The Loneliness (And Appeal) of the Single-Player Star Wars Multiplayer
A disclaimer:
Before I played Star Wars: The Old Republic, my only real experience with MMORPGs – except for running, terrified, in and out of IRC chats back when that was a thing – was a brief foray into Funcom’s Secret World. I’m almost 30, so I understand that this is kind of shameful as far as being a gamer goes.  I don’t know how many hours I spent on Secret World, which for some reason also included a lot of time buying clothing for my character so that she looked like an amped-up Buffy the Vampire Slayer, but I do know I never got very far. I kept wandering into areas of the world that clearly never intended for me to be there, mocking my character level while dispensing with me quickly. Defeat of high-powered enemies often came down to an issue of timing and living on a prayer. One particular boss battle, which had something to do with a ship and Mirelurks or whatever they were, I played probably close to 30 times before narrowly defeating him and then dying anyway because of some spell he’d put on me. I’m not a terrible gamer. Secret World made me feel awful. (As a side note, I never did much see groups of people running around in the Secret World the way I do SWTOR. This may come down to an issue of longevity and the fact that I played it well after it came out, or maybe people just like to be Illuminati alone but join the Republic in groups.)
So you can imagine how I felt about starting Star Wars: The Old Republic. On the one hand, I love just about everything BioWare does. BioWare’s pretty brilliant Star Wars: Knights of the Old Republic (2003) looms large in my personal legend, a feat of narrative design within an excruciatingly familiar intellectual property that’s imminently replayable, even now. After KOTOR, it seemed pretty clear that a game could both be a BioWare game and a KOTOR game.  But the truth was that I missed some kind of cultural step somewhere along the way when it comes to gaming.  I’m not sure how I did it.  Except for a brief period in the early 90s when I actually played outside some, I was, more or less, With It.  But I missed something significant.  I missed the call to the dark side that is MMORPGs.  They seem, generally, right up my alley. There is literally no reason why I never played World of Warcraft or EVE or Everquest. If I tell you that playing SWTOR single player was an intellectual or artistic choice, I’m probably lying to you— but I will say that I did it to some degree to see if you could.

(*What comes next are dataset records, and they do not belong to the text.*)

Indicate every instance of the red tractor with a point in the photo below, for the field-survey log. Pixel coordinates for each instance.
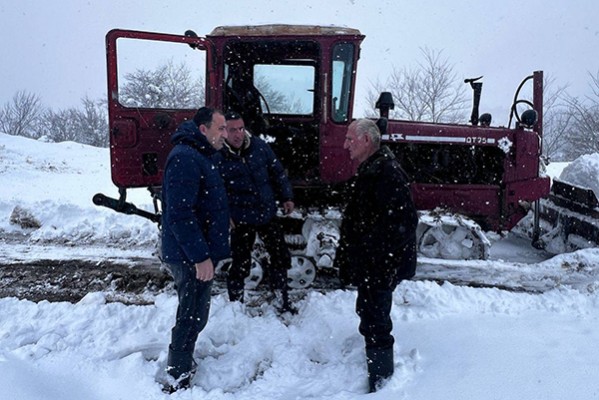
(295, 85)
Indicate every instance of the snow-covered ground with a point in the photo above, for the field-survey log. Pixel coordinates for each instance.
(452, 342)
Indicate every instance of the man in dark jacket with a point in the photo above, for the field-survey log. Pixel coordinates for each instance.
(377, 247)
(255, 181)
(195, 232)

The beauty of Star Wars: The Old Republic is that the answer to that question is that you can.  BioWare has always been known for their quality of writing, and both of their Star Wars’ games are superior in that respect. I have a strange relationship with morality choices in video games, and I think the world is probably pretty firmly divided in this respect: it’s impossible for me to make the bad, immoral, or in this case Dark Side choice. An early Sith plot point involved torturing people for information (or for fun). BioWare made me feel dirty for feeling like that was the right decision for my evil character, but it was, and I did it, and we all moved on. Except for the guy I tortured. I’m pretty sure he’s dead. Most of these major plot points are done in single instances. It’s just you and your companion and your light saber. Your choices are yours alone.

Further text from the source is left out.